Men’s Group on a fishing trip
The men’s club meets every Friday and gets involved in a number of creative activities, such as cooking and painting. They designed a bench, decorated with beautiful colours and sea-shells, to present to St. Michael’s school.
Look at our website and find out more about our unique model. We need your help in our work to fashion better outcomes for children in distress, have healthier communities and a safer society in general.
Teenage Group horseriding
Initially the Project was set up in a hospitality area in Limerick Prison to offer support and refreshments to family members as they visit their loved one. A city centre based premises has grown and developed, offering a skilled response to those affected by imprisonment.
In the last number of years we work in an in-reach capacity with men and women in the care of Limerick prison. Our work focuses on supporting them during their time of custody and maintaining family links with family on the outside. We work in conjunction with the education department in the prison offering parenting programmes and in conjunction with Palls (Probation and Linkage Programme) in the delivery of Art Therapy for the women. Our in-reach support continues on release as we support the men and women in the Limerick area to reconnect meaningfully with family and life on release.
Artwork made by the Bedford Row Children’s Group on display at the Hunt Museum
A worker was engaged to work with members of the Travelling community in the Limerick area building trusting relationships that in the future we hope will result in positive outcomes.

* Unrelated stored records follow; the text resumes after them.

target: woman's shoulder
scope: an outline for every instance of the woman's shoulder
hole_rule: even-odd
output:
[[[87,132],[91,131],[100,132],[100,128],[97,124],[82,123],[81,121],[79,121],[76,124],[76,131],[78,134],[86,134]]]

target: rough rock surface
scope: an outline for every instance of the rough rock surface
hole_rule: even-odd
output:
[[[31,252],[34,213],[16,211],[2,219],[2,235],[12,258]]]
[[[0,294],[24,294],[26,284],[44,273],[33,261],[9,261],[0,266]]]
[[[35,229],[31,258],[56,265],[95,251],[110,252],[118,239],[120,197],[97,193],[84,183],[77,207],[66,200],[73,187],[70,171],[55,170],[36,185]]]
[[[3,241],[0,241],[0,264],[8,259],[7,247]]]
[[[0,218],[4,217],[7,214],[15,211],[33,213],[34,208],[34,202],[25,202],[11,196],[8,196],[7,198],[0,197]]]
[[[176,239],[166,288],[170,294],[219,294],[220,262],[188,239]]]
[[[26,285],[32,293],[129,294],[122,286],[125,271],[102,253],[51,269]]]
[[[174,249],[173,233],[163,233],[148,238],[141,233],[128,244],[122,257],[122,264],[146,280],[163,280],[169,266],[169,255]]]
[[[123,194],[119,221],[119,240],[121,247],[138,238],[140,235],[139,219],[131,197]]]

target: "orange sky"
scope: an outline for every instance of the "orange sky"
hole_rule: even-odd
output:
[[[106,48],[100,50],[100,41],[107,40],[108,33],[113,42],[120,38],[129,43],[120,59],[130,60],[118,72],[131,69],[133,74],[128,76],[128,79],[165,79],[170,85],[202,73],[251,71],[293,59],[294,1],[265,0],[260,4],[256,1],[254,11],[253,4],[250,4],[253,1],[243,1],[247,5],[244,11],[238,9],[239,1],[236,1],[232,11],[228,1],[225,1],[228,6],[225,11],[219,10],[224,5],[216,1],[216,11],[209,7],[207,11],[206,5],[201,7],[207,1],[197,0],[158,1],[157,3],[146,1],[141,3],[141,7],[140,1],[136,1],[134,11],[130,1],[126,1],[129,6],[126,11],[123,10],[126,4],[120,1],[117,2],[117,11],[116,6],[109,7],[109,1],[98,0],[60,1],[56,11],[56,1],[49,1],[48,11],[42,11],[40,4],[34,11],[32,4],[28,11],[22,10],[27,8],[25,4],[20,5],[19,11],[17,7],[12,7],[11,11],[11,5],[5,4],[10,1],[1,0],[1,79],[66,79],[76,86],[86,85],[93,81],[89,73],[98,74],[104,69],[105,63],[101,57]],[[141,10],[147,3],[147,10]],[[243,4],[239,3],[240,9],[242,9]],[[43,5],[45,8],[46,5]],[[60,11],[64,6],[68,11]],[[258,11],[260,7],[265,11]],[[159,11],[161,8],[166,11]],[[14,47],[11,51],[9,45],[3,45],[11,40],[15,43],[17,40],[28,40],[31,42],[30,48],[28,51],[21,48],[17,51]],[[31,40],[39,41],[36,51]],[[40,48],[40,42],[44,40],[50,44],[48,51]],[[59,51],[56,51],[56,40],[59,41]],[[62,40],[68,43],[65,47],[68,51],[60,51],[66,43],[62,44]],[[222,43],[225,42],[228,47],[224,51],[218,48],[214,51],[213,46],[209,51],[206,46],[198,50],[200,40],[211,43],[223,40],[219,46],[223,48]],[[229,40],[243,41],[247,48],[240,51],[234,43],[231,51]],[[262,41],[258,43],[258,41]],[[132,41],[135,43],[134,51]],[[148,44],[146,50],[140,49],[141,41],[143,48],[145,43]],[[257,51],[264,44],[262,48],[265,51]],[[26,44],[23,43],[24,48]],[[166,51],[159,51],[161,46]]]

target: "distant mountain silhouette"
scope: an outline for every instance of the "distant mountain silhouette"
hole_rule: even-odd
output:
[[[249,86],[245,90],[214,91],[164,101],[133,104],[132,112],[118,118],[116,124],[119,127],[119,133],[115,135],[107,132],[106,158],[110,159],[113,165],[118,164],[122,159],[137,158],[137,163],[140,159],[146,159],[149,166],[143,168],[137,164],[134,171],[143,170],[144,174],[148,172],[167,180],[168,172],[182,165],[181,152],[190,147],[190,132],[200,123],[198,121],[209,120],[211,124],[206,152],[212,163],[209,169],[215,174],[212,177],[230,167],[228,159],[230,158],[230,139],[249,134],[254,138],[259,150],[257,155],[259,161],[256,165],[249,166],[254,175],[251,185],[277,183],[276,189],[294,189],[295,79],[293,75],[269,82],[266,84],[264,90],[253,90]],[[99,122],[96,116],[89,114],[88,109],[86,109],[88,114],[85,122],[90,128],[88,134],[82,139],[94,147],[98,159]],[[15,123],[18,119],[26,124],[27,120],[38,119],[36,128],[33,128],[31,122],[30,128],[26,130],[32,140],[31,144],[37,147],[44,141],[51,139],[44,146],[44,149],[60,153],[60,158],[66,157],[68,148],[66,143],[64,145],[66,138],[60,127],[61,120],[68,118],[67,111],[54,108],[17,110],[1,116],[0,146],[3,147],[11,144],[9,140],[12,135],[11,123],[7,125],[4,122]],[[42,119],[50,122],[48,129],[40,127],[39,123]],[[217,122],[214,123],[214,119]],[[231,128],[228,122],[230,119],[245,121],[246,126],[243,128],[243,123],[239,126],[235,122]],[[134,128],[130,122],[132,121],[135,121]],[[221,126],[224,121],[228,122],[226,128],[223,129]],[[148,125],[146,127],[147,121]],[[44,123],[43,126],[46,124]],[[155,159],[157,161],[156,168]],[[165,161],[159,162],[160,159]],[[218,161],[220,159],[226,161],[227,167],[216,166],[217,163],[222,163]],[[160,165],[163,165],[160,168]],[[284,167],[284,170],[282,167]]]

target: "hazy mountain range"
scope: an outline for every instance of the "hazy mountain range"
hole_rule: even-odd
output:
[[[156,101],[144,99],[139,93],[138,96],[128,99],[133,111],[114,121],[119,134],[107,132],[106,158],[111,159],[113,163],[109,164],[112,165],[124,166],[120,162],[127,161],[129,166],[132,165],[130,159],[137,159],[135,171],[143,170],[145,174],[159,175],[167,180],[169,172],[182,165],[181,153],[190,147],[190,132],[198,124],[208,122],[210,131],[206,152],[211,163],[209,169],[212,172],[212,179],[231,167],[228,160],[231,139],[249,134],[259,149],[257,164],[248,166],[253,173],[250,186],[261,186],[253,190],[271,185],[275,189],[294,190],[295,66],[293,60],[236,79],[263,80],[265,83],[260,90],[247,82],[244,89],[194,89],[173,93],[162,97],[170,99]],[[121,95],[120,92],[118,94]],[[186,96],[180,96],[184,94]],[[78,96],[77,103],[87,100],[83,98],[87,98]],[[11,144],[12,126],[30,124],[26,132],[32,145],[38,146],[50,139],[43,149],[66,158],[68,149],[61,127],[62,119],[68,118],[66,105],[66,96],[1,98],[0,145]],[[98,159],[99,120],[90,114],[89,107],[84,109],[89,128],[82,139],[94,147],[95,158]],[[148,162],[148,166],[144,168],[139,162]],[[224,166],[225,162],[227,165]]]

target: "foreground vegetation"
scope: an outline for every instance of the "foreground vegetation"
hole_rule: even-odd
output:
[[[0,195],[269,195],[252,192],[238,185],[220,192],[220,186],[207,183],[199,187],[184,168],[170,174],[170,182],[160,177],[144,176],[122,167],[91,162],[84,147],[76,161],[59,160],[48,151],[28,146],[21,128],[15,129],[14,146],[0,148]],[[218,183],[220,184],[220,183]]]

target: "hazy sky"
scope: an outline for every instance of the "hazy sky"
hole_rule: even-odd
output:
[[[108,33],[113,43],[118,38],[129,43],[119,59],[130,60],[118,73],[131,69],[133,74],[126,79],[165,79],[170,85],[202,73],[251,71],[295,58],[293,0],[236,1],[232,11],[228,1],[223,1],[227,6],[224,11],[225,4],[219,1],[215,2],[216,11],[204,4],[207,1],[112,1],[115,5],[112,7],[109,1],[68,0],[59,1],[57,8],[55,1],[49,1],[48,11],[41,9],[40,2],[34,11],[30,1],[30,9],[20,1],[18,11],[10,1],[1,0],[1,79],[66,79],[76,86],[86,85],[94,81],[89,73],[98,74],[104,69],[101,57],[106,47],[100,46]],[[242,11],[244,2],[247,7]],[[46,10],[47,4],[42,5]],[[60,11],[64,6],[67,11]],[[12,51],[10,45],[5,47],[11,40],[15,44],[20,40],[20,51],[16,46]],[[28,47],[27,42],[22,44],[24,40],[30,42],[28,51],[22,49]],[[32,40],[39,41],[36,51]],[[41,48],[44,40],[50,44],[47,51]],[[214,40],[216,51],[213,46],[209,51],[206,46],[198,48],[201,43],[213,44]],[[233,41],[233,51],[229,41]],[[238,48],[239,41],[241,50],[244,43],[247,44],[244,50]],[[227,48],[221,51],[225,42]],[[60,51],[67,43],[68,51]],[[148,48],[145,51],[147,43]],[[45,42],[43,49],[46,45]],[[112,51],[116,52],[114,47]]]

A significant aspect of our approach is that we work in a partnership model with the Prison Service and other agencies in the city both statutory and voluntary. Such a feature of working delivers a comprehensive and professional support to the people we encounter on a daily basis.
In 2016 we were asked to support the replication of our approach in Ennis, Co Clare. Since then Bedford Row Clare has become established and is growing and responding to the particular needs in terms of imprisonment in the Clare area.
In Bedford Row Project we believe in a world beyond imprisonment, in creating safer communities and in making consistent efforts to understand the ‘why’ of imprisonment. Understanding the ‘why’ enables us to respond with the ‘how’ that we hope is meaningful and realistic. The core of our ‘how’ is based on the trusting, understanding and accepting relationships that we place emphasis on establishing.